1983 On February 13, 1981, 11-year-old Donna Griffiths of Pershore, England, caught a cold and started sneezing. She carried on sneezing until September 16, 1983, 978 days later. It's still the world sneezing record.

1989 Boris Yeltsin abandoned communism partly due to a visit on September 16, 1989, to a medium-sized grocery store (Randall's) in Clear Lake, Houston, Texas. Leon Aron, quoting a Yeltsin associate, wrote in his 2000 biography, Yeltsin, A Revolutionary Life. "On his return to Moscow, Yeltsin would confess the pain he had felt after the Houston excursion: the 'pain for all of us, for our country so rich, so talented and so exhausted by incessant experiments'."
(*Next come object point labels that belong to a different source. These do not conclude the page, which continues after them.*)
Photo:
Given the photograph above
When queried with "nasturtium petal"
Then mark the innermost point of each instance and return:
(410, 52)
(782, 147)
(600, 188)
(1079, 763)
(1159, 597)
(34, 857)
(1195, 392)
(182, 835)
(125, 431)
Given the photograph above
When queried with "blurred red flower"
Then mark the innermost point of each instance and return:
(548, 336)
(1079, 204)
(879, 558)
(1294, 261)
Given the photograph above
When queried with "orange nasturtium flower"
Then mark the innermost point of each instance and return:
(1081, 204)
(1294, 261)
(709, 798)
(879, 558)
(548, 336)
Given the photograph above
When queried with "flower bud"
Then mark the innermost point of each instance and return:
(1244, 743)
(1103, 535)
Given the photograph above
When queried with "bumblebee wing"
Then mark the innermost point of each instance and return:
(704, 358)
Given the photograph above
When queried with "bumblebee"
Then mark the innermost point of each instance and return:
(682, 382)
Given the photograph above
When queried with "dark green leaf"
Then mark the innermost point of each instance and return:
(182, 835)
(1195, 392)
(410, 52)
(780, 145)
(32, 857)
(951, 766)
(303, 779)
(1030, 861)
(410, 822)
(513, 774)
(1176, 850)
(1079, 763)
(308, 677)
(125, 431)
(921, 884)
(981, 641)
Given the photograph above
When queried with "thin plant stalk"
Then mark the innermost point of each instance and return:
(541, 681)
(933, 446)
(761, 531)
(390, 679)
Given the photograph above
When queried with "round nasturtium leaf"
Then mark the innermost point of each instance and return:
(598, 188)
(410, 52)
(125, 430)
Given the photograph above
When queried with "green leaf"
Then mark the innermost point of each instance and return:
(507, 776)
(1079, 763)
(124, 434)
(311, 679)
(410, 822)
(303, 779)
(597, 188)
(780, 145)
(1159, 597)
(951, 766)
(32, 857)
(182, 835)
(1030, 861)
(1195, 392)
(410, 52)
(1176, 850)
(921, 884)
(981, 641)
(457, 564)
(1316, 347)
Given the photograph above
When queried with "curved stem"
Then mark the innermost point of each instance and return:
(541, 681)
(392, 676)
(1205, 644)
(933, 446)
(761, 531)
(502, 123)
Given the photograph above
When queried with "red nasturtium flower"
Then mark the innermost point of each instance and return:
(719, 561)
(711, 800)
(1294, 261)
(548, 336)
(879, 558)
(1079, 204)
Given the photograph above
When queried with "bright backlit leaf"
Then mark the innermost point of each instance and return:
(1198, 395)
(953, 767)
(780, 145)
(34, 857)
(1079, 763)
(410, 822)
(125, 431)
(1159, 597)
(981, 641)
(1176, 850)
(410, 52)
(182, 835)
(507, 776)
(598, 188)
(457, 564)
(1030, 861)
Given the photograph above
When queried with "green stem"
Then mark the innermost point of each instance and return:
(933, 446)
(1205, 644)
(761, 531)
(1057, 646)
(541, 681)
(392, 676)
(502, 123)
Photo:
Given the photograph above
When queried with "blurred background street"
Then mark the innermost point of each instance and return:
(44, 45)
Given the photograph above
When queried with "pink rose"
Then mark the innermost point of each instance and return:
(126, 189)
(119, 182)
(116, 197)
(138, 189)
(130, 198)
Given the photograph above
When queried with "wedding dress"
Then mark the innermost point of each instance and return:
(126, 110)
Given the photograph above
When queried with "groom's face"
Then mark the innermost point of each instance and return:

1994 The hole in the ozone layer was discovered above the Antarctic in 1985 and The Montreal Protocol to ban ozone-depleting chemicals such as CFCs was signed four years later. The United Nations General Assembly in 1994 designated September 16 as International Day for the Preservation of the Ozone Layer.

Ozone hole over Southern Hemisphere 1957-2001

According to research by the greetings card company Moonpig September 16th is the most common day for a birthday in the UK.